QUASI-MAXIMUM LIKELIHOOD INFERENCE FOR
LINEAR DOUBLE AUTOREGRESSIVE MODELS

Hua Liu, Songhua Tan and Qianqian Zhu*

Shanghai University of Finance and Economics

Abstract: This study investigates the quasi-maximum likelihood inference, including estimation, model selection, and diagnostic checking, for linear double autoregressive (DAR) models, where all asymptotic properties are established under only a fractional moment of the observed process.

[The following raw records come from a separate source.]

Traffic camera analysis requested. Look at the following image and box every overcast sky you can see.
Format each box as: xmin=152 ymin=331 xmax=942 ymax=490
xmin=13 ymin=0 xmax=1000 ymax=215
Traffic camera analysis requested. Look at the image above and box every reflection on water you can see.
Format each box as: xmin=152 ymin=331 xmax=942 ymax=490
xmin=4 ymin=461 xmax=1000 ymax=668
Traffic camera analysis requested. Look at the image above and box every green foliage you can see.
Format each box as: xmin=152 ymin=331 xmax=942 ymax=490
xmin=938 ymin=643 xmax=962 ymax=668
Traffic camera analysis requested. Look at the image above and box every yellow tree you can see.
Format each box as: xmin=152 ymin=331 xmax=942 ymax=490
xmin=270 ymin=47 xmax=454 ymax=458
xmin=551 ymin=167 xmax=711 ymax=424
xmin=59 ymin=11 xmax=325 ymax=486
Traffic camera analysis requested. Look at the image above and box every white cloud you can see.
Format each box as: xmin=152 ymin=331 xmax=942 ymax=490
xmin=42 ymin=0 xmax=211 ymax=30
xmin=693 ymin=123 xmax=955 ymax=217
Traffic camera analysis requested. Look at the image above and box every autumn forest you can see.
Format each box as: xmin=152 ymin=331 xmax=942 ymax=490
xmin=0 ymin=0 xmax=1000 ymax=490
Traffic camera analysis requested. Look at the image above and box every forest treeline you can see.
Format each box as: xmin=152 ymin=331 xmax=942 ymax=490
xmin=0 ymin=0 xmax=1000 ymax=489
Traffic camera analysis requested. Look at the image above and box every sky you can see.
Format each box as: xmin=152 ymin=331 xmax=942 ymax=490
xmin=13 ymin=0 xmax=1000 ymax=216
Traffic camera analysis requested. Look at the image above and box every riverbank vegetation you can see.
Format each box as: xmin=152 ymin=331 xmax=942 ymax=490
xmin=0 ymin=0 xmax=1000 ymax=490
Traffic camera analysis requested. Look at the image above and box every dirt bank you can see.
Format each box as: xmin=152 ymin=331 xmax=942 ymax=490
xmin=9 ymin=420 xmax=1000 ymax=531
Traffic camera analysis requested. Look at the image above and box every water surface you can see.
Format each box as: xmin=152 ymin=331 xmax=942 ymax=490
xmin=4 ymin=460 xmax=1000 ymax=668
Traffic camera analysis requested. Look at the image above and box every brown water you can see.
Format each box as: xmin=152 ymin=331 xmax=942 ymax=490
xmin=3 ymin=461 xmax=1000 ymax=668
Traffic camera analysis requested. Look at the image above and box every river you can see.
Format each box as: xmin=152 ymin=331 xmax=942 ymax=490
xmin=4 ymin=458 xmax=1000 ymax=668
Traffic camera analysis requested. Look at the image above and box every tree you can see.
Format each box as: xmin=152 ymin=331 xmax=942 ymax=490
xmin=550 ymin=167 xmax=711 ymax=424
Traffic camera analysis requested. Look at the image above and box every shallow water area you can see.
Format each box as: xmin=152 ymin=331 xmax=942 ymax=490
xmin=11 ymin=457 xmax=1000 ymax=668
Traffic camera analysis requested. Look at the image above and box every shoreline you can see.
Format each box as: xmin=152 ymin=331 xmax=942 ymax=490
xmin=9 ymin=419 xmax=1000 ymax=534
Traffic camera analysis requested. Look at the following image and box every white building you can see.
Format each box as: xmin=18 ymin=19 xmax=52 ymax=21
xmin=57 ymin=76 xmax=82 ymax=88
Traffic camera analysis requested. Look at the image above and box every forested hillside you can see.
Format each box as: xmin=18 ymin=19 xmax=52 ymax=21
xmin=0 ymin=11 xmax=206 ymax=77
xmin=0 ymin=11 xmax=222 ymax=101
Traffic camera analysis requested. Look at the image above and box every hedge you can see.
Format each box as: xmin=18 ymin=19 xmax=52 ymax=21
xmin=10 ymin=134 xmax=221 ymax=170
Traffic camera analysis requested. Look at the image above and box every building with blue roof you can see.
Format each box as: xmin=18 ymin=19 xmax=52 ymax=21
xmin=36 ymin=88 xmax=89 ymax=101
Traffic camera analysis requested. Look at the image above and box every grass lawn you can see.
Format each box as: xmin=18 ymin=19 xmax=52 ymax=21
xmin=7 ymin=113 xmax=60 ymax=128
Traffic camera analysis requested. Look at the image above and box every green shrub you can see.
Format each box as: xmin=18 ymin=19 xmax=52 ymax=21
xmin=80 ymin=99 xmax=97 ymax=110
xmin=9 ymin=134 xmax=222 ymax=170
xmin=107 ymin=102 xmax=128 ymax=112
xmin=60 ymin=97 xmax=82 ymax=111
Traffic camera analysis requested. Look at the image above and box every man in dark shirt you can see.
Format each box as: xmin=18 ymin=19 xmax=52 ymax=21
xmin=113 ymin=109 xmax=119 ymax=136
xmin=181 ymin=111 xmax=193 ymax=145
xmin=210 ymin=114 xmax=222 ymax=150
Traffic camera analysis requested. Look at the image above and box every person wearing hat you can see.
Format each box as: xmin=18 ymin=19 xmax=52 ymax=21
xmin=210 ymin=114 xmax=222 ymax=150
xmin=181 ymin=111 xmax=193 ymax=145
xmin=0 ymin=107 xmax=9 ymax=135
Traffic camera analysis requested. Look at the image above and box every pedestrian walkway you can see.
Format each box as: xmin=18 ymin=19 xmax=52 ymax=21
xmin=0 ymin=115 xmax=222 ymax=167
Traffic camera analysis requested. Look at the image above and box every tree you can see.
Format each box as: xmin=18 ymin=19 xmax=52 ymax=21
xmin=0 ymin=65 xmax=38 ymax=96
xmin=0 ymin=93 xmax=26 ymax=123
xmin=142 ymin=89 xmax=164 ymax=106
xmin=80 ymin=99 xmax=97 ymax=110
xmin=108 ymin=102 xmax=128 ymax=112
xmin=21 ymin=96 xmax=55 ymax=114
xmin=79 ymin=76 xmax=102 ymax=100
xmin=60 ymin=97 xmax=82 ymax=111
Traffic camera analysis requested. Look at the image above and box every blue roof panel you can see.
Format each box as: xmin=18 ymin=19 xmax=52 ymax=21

We propose an exponential quasi-maximum likelihood estimator (E-QMLE) for the linear DAR model, and establish its consistency and asymptotic normality. Based on the E-QMLE, we propose a Bayesian information criterion for model selection, and construct a mixed portmanteau test to check the adequacy of the fitted models. Inference tools based on the Gaussian quasi-maximum likelihood estimator (G-QMLE) are also discussed, for comparison. Moreover, we compare the proposed E-QMLE with the G-QMLE and the existing doubly weighted quantile regression estimator in terms of their asymptotic efficiency and numerical performance. Simulation studies illustrate the finite-sample performance of the proposed inference tools, and a real example using a Bitcoin return series shows their usefulness.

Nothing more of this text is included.